You’re coming to Breckenridge in the summer for our retreat. What has been your writing workshop/retreat experience in the past? How do you find ways to honor your writing in your day to day life?

Along with several workshops with Kathy Fish and thematic ones on the craft of flash and revision offered by Nancy Stohlman, I’ve taken two hybrid writing workshops, one each with Robert Vaughan over at Word Tango and Jonathan Cardew with Bending Genres. I took a workshop on Surreal Flash from Meg Pokrass as well.

I met Kathy while taking Hannah Tinti’s fantastic workshop over at One Story. Last summer I began my MFA program and had my first academic fiction workshop at the Sewanee School of Letters with Jamie Quatro.

I read like a lunatic regardless if I am actively writing. I love the idea of honoring one’s writing. That’s so much better than feeling guilty about not writing.

Respond to this quote by Dani Shapiro:

“Writing saved my life. Writing has been my window — flung wide open to this magnificent, chaotic existence — my way of interpreting everything within my grasp. Writing has extended that grasp by pushing me beyond comfort, beyond safety, past my self-perceived limits. It has softened my heart and hardened my intellect. It has been a privilege. It has whipped my ass. It has burned into me a valuable clarity. It has made me think about suffering, randomness, good will, luck, memory responsibility, and kindness, on a daily basis — whether I feel like it or not. It has insisted that I grow up. That I evolve. It has pushed me to get better, to be better. It is my disease and my cure.

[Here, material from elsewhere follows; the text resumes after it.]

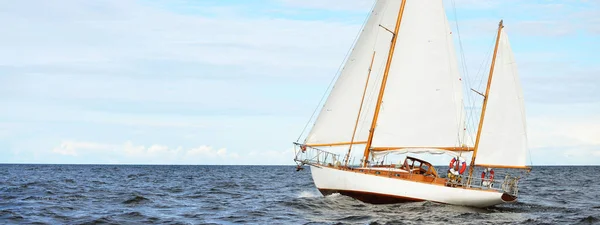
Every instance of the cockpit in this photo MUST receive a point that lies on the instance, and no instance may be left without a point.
(418, 166)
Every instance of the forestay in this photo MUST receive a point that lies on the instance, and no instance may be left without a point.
(503, 140)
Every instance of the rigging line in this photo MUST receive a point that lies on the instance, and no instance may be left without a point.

It has allowed me not only to withstand the losses in my life but to alter those losses — to chip away at my own bewilderment until I find the pattern in it.”

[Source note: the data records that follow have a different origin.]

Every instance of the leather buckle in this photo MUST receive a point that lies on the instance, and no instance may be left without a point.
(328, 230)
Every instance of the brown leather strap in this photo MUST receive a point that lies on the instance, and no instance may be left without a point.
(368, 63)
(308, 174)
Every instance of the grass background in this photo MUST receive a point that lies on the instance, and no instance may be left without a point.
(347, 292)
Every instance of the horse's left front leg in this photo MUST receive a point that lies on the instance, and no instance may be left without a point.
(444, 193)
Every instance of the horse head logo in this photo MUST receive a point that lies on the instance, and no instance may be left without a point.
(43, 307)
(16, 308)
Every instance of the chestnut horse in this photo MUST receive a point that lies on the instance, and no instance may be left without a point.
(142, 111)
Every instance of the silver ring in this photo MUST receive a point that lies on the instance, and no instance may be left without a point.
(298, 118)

This is such a wonderful expression of what writing can do for the life and mind of writer, and some of it articulates my own experience. I did not start writing fiction until I was in my 40s and found different ways of attaining and experiencing what she describes, mostly through my own graduate work in philosophy and theology and though my experiences in motherhood. Creative writing, however, pushed me in ways I’ve never imagined. I’ve cried, walked away from a story, swearing I was done with it, only to sit down and work with it more. Writing has been that only thing as Shapiro writes, “…has allowed me not only to withstand the losses in my life but to alter those losses…” Writing has revealed things to me about human nature I didn’t expect. It has revealed things about my own life and past I did not recall. Writing is closely related to reading and to other writers. Writing and reading opens up new worlds for me, allows me to me to express more fully the different aspects of myself but when it reaches others, and when readers tell me something I’ve written takes on meaning for them, there is the gift.

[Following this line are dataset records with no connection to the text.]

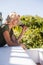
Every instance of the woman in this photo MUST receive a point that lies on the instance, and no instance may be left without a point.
(7, 33)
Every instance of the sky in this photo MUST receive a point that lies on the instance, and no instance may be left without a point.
(22, 7)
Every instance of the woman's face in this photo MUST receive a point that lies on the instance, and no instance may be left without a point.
(15, 21)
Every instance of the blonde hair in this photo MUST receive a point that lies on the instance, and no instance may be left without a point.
(12, 16)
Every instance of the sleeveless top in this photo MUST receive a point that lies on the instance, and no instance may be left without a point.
(2, 30)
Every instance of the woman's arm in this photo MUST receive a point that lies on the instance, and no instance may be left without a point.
(8, 39)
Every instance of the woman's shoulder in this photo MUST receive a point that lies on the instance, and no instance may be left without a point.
(5, 27)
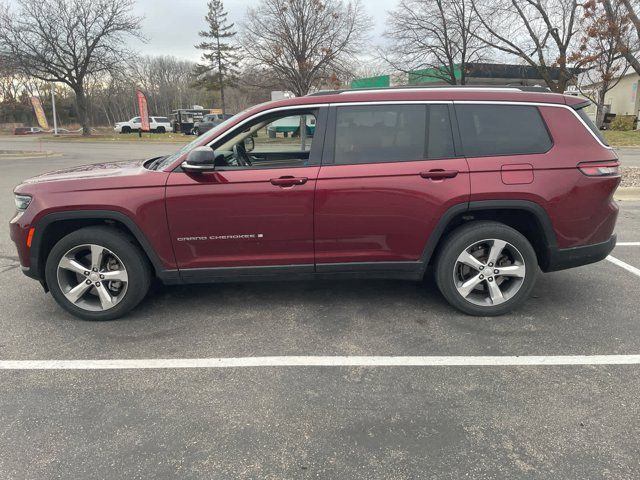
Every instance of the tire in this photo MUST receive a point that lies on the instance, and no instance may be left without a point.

What is your favorite story that you yourself have written (“favorite” doesn’t have to mean “best” or more successful or whatever). And why is it your favorite?

My favorite is “Little Wake.” CHEAP POP published it last year, and I was thrilled. I managed to convey a moment in time and expand it to something so much more and capture the emotion I felt in that moment, that sense of magic, bittersweet loss, love, even a childhood fascination and an adult crush. I can still hear the frogs croaking along to Ob-La-Di, Ob-La-Da when I think about that story. Got lucky on that one.

Tell us something we don’t know about you that you are happy to share. : )

I meet people I know in unexpected, surprising places like in Venice or New York, in airports, concerts, interviews, courtrooms, emergency rooms. Neat things like that happen to me, and I love it.

Love that! And thanks so much, April. See you in Breckenridge in August!

April Bradley is from Tennessee and lives with her family outside New Haven, Connecticut. Her short fiction has been recently nominated for The Pushcart Prize as well as The Best of Small Fictions. Her writing has appeared in CHEAP POP, Hermeneutic Chaos Literary Journal, The Journal of Compressed Creative Arts, Narratively, NANO Fiction, and Smokelong Quarterly’s “Why Flash Fiction” Series, among others. She has a Master’s in Ethics from Yale Divinity School and is an MFA candidate at the Sewanee School of Letters.